The market panic triggered by the recent spike in U.S. bond interest rates is causing other indebted countries to shiver, as the latter have used lower costs to borrow for years. Reuters
The market panic triggered by the recent surge in U.S. bond interest rates is causing other indebted countries to shudder because the latter have used lower costs to borrow for years.
With the U.S. economy to move forward quickly, from Australia to Italy’s government bond yield also rose, following the rise in the U.S. bond yield trend. But higher costs could undermine Europe’s continued weak recovery, at a time when the new coronavirus outbreak in Europe is out of control and countries have extended embargo measures. Developing countries that rely on U.S. dollar funding are not happy to see the cost of borrowing rise.
UBS (UBS) global wealth management company credit department head Walker said: “Investors are continuing to pay attention to this thing. As soon as the cost of interest rates rise, it will compress a country’s fiscal space and increase future deficits, especially if the country continues to borrow for investment and reform. The issue of debt sustainability deserves attention.”

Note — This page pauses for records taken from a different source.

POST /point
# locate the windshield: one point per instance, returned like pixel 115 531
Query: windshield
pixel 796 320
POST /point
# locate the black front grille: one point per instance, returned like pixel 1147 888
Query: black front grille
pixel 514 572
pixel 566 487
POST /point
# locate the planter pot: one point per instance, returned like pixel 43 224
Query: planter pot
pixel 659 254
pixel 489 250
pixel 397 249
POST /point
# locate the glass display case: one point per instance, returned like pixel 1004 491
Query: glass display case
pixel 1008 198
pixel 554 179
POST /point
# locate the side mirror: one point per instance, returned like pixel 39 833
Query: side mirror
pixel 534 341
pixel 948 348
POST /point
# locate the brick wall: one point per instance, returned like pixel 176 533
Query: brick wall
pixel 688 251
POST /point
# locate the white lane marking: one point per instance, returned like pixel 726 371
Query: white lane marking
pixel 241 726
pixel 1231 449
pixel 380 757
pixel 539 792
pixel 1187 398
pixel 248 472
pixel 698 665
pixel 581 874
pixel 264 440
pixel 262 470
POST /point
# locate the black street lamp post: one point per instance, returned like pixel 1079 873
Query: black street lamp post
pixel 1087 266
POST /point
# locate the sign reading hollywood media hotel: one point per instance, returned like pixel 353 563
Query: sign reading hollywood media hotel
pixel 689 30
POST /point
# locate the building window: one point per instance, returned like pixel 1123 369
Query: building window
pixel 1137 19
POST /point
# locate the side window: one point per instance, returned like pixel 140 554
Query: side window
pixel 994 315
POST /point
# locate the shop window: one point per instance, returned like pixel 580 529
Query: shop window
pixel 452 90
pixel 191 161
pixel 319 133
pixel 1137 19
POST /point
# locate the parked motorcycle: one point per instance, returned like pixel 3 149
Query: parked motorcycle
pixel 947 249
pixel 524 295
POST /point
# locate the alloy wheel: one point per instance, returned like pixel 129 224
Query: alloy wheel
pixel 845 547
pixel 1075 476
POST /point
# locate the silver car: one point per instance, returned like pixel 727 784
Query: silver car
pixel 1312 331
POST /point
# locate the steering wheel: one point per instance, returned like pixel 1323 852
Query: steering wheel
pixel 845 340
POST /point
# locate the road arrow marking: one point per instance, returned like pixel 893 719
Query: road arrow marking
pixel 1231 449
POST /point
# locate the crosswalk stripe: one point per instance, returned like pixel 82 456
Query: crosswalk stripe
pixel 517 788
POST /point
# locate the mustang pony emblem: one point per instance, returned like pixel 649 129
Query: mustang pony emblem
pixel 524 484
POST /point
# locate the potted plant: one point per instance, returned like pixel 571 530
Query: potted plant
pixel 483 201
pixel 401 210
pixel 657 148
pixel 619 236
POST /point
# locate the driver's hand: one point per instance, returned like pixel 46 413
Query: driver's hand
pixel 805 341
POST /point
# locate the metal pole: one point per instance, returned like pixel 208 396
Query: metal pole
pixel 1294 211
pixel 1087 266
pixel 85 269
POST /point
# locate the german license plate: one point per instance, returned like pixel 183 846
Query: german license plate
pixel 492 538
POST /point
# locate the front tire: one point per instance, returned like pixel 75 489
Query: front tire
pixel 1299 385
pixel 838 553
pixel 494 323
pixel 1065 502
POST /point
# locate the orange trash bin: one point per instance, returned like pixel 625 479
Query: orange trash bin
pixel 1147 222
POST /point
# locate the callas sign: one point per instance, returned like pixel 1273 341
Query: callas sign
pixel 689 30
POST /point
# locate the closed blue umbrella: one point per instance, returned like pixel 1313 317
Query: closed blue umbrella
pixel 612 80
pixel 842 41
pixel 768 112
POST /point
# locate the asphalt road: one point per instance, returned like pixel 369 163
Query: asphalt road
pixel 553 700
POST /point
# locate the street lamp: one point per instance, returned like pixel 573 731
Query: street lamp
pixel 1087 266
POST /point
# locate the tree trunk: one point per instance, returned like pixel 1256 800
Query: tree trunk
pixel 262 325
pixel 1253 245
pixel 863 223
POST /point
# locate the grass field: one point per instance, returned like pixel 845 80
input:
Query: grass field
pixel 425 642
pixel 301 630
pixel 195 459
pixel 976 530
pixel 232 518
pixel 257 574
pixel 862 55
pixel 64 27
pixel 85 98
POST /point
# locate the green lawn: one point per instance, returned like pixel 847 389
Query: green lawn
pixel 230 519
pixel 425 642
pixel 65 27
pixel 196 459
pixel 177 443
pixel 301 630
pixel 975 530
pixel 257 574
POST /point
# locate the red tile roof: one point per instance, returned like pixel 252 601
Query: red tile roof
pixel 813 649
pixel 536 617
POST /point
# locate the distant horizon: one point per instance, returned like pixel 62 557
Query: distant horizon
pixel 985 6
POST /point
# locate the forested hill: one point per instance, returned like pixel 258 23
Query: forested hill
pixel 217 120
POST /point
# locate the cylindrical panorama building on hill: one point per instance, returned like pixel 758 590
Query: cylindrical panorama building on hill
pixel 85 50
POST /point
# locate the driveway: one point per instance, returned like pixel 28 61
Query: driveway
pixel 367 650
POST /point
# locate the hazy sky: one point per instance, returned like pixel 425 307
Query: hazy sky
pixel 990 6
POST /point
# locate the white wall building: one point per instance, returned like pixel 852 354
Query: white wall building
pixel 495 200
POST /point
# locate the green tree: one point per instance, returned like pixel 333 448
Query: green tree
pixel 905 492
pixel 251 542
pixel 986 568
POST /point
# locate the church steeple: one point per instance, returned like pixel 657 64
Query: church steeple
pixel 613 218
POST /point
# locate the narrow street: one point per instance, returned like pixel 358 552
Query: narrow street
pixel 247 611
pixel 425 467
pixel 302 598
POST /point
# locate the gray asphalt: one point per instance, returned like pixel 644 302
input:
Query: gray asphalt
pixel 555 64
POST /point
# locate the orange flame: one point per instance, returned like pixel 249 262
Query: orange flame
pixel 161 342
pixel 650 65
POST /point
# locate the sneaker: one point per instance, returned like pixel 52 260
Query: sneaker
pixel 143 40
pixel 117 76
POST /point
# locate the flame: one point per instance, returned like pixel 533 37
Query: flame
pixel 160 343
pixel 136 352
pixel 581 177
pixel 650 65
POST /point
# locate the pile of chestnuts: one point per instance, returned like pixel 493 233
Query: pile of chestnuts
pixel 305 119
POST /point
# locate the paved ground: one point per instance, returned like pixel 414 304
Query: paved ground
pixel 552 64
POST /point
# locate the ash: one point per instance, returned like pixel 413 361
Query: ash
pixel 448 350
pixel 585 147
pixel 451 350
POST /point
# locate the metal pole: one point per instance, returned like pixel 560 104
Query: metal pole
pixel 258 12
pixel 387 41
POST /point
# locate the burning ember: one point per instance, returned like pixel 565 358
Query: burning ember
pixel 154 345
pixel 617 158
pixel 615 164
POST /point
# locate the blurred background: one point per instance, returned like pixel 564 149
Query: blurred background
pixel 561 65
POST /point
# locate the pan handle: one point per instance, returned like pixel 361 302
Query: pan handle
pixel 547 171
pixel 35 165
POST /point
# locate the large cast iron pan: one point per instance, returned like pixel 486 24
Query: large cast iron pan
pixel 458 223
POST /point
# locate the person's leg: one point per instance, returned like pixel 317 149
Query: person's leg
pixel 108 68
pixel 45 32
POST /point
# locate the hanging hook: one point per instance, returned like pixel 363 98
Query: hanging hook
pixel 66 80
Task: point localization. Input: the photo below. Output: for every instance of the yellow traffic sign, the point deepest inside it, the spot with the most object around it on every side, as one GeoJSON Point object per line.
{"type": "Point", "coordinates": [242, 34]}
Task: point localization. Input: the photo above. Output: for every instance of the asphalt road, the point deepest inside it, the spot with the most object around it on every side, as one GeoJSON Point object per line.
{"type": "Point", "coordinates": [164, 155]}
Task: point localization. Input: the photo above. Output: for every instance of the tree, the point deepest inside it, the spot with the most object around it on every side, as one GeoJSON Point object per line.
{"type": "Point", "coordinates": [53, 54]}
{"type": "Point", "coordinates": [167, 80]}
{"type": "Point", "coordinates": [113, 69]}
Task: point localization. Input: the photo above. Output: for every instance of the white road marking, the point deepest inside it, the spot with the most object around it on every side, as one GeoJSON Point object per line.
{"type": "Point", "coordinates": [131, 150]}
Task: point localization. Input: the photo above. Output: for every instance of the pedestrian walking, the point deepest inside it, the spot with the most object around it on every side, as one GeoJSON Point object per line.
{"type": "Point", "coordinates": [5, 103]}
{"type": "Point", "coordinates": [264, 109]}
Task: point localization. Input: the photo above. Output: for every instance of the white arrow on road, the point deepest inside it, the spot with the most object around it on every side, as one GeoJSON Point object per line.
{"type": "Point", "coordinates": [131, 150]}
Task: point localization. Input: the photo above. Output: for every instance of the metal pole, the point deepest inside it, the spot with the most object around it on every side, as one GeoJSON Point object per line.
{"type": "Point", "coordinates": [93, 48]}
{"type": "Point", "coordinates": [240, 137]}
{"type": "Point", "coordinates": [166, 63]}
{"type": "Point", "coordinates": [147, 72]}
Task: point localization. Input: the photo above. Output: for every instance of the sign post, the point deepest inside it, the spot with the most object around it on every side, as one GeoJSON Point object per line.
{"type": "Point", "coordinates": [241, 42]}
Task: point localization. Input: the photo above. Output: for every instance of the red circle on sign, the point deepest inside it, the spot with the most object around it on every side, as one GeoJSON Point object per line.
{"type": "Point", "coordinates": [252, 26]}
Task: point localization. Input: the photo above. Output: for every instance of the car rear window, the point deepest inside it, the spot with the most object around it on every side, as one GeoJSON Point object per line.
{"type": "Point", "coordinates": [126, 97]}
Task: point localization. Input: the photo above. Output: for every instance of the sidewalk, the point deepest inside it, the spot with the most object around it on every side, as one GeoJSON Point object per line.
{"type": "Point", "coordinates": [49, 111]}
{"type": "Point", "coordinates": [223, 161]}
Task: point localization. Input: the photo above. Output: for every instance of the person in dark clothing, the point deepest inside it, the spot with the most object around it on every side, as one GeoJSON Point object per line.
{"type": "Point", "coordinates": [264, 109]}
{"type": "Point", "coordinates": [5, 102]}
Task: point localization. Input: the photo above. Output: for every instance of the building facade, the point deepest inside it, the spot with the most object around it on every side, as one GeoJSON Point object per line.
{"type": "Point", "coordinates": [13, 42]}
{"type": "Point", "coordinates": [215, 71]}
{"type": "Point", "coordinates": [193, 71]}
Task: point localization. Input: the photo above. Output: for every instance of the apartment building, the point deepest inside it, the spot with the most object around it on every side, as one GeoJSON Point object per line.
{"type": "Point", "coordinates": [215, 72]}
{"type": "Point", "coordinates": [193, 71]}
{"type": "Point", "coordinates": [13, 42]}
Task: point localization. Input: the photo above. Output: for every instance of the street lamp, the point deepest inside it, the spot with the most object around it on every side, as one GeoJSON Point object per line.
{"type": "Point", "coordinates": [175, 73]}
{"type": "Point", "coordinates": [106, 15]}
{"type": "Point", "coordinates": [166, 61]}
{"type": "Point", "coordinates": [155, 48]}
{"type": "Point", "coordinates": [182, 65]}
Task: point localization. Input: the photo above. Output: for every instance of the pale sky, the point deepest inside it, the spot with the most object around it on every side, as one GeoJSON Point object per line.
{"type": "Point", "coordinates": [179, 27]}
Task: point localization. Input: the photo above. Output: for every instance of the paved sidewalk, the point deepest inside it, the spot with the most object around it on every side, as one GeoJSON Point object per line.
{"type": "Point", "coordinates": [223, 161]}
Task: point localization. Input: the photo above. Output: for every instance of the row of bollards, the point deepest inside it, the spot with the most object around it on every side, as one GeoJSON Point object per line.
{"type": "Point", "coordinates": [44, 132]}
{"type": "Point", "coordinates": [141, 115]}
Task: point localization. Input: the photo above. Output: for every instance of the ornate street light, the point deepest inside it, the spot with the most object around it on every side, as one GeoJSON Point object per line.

According to the Bloomberg Barclays index, the government bond yield of the seven major industrial countries (G7) has doubled since the market opened at the beginning of the year, having previously surged 27 basis points to 0.48%.
G7 government bond yield rate rise, by the U.S. bond yield market moved the degree of unknown, but the Netherlands International Group (ING) analysts believe that the U.S. debt is the key driver, and even advocate that Europe, isolated from the United States will not appear again inflationary trade (reflation trade).
Regardless of whether the rise in G7 government bond yield can be attributed to the impact of U.S. economic policies, soaring government bond prices have become a headache for policymaking officials and investors.
The European Central Bank (ECB) President Lagarde said in an interview with Bloomberg that policy officials will use all tools to stop the continued rise in bond yields. the ECB has accelerated the pace of bond purchases to keep down the rising cost of borrowing.